La fiction de genre est un contrat. Le lecteur voit la couverture, l'étiquette sur la tranche, le résumé au dos, et il s'attend à un type de sentiment précis selon un rythme précis. Le lecteur de romance attend une fin heureuse, ou au moins un « heureux pour l'instant » — une romance sans fin heureuse n'est pas un choix artistique audacieux, c'est une critique une étoile. Le lecteur de « cozy mystery » n'attend aucune violence à l'écran et un cadre de petite ville où le chat apporte son aide. Le lecteur de fantasy épique attend une construction d'univers qui tient la route s'il dessine la carte lui-même. Romps le contrat et le lecteur se sentira trompé, peu importe la beauté de ta prose. Honore le contrat et il lira trois autres de tes livres ce mois-ci.
La fiction littéraire demande « qu'est-ce que cela essaie de dire ? ». La fiction de genre demande « le lecteur vit-il l'expérience promise par la couverture ? ». L'une n'est pas meilleure que l'autre. Ce sont des métiers différents. La fiction littéraire vit dans les ateliers d'écriture, les critiques prestigieuses et les listes de prix ; elle se vend modestement et lentement. La fiction de genre vit sur Kindle Unlimited, les recommandations BookTok et les flux algorithmiques d'Amazon et Kobo ; elle peut se vendre férocement si tu comprends les conventions de ta catégorie. Les deux sont valables. Une seule d'entre elles est construite autour de la finition de livres selon un calendrier et de la rencontre avec les lecteurs là où ils se trouvent déjà.
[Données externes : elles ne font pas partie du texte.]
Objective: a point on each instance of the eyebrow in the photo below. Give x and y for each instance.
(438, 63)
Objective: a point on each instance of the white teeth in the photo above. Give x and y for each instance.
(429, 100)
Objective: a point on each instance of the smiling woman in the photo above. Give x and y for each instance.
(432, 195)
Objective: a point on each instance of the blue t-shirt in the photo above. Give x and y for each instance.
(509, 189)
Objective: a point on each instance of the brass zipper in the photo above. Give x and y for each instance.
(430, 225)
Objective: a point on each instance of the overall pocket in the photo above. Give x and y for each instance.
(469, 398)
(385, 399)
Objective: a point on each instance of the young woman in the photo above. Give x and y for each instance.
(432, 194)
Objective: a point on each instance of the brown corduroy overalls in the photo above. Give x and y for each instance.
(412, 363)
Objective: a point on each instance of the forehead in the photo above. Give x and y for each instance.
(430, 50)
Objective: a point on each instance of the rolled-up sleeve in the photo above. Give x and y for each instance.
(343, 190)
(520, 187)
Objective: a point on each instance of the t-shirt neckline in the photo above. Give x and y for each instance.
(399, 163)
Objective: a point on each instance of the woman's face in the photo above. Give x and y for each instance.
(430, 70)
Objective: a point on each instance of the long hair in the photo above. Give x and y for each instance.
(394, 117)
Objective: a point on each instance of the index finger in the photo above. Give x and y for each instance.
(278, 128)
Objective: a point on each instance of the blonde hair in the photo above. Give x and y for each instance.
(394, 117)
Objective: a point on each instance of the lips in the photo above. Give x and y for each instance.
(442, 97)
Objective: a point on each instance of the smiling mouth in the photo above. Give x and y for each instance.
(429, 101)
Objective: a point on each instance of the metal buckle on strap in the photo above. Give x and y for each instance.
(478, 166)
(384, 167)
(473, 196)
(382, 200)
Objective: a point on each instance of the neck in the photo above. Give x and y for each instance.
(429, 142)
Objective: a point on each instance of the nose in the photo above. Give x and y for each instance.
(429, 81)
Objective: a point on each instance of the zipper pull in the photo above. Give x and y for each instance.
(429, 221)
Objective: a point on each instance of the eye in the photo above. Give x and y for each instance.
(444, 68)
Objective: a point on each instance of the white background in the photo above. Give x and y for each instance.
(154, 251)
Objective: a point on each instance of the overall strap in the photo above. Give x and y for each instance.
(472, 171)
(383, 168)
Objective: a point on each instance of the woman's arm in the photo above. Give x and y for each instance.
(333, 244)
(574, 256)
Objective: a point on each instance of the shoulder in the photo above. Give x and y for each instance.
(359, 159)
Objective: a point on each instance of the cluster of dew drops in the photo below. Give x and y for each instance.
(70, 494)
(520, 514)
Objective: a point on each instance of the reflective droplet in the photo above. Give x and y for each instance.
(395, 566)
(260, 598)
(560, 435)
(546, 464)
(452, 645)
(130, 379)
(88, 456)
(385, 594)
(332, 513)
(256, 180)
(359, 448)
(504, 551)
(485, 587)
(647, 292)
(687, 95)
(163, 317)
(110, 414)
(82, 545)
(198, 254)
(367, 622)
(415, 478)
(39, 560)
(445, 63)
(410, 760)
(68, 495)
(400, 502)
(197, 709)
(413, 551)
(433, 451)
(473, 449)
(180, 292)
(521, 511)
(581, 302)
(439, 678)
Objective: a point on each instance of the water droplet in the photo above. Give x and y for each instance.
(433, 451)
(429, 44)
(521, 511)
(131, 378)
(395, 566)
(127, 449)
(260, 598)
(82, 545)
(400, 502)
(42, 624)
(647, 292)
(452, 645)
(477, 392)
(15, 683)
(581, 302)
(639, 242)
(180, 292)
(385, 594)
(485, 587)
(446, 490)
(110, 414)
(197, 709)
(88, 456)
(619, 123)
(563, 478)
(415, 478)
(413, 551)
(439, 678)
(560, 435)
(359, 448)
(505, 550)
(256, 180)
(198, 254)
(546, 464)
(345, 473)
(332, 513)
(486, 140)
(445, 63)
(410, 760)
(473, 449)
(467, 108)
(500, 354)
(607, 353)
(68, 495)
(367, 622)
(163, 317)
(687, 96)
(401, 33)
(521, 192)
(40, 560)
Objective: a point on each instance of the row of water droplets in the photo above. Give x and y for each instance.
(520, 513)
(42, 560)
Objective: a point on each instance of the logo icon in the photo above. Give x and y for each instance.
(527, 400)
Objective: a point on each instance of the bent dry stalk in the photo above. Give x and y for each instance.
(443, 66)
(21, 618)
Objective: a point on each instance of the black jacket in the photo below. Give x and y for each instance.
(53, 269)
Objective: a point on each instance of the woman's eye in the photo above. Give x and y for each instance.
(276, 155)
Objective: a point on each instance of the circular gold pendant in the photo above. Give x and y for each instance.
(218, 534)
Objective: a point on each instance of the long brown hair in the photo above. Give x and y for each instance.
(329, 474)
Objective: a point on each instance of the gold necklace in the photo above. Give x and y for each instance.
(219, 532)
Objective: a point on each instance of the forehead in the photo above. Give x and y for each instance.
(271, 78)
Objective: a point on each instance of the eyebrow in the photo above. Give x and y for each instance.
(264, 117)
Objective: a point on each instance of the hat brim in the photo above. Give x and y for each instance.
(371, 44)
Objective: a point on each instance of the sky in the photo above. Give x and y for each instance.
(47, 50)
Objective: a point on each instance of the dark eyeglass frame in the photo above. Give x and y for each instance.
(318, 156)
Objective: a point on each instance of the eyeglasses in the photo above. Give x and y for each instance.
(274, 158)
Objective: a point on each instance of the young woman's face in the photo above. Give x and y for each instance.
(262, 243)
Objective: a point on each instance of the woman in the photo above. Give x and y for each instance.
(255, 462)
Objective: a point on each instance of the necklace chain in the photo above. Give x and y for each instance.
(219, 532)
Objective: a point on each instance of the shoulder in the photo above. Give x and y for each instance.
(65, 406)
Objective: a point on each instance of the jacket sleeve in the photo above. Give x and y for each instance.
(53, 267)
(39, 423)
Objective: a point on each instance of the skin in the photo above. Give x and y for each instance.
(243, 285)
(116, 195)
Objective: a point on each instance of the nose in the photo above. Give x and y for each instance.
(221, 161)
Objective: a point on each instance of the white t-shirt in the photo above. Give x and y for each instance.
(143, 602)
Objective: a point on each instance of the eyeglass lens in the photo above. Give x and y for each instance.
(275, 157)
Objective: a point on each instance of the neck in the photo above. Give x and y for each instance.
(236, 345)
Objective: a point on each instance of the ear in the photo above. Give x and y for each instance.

Les sous-genres sont là où se trouve le vrai marché. « Fantasy » est une catégorie vide de sens sur Amazon aujourd'hui — il y a trop de livres et trop peu de lecteurs qui les veulent tous. Mais « Mystère cosy avec une boulangerie » ou « Romance fantasy saphique à combustion lente » ou « Premier contact Hard Sci-Fi » est une niche où 800 lecteurs veulent exactement cela et achèteront chaque livre que tu écriras dedans. Plus ton sous-genre est petit, plus ta part de marché est grande auprès de ceux qui s'y intéressent. KDP récompense la domination de niche avec des badges de best-seller, une efficacité publicitaire et le flux « les clients ont aussi acheté » qui fait ton marketing pour toi. Choisis un sous-genre que tu peux lire pendant les dix prochaines années sans t'ennuyer, car si ça marche, tu y écriras une série.
Les tropes sont les murs porteurs de la fiction de genre, et les écrivains qui les méprisent n'ont pas assez lu. Un trope n'est pas un cliché. Un trope est une promesse que le lecteur s'est faite avant d'acheter ton livre — il a cherché « d'ennemis à amants », il a trié par « proximité forcée », il a filtré par « faux rendez-vous ». La couverture vend le genre. Le trope vend le livre spécifique. Empile deux ou trois tropes dans une combinaison fraîche et tu auras écrit quelque chose qui semble nouveau et familier à la fois, ce qui est la seule chose que l'algorithme veut réellement. La subversion de trope peut fonctionner — mais seulement après avoir livré le trope. Subvertis la fin, pas toute la prémisse. Le lecteur qui a choisi le livre « mariage arrangé » veut que le mariage arrangé ait réellement lieu d'abord.
Si tu ne sais pas quoi écrire, commence par ce que tu lis. Le genre que tu aimes déjà est le genre dans lequel tu finiras un livre. Si tu as lu 60 romances l'année dernière, tu peux écrire une romance — tu connais les rythmes à l'oreille, tu sais ce qui est surfait dans ton sous-genre, tu sais ce que tes auteurs préférés laissent sur la page et ce qu'ils laissent à l'imagination. Si tu ne lis de la science-fiction que lorsqu'on t'y force à l'école, n'essaie pas d'en écrire parce que la valeur marchande semble juteuse. Tu détesteras chaque minute et le livre sonnera comme quelqu'un qui n'a jamais vécu dans le genre, ce que les lecteurs peuvent sentir à des kilomètres. Choisis le genre dont les conventions te semblent naturelles, puis spécialise-toi.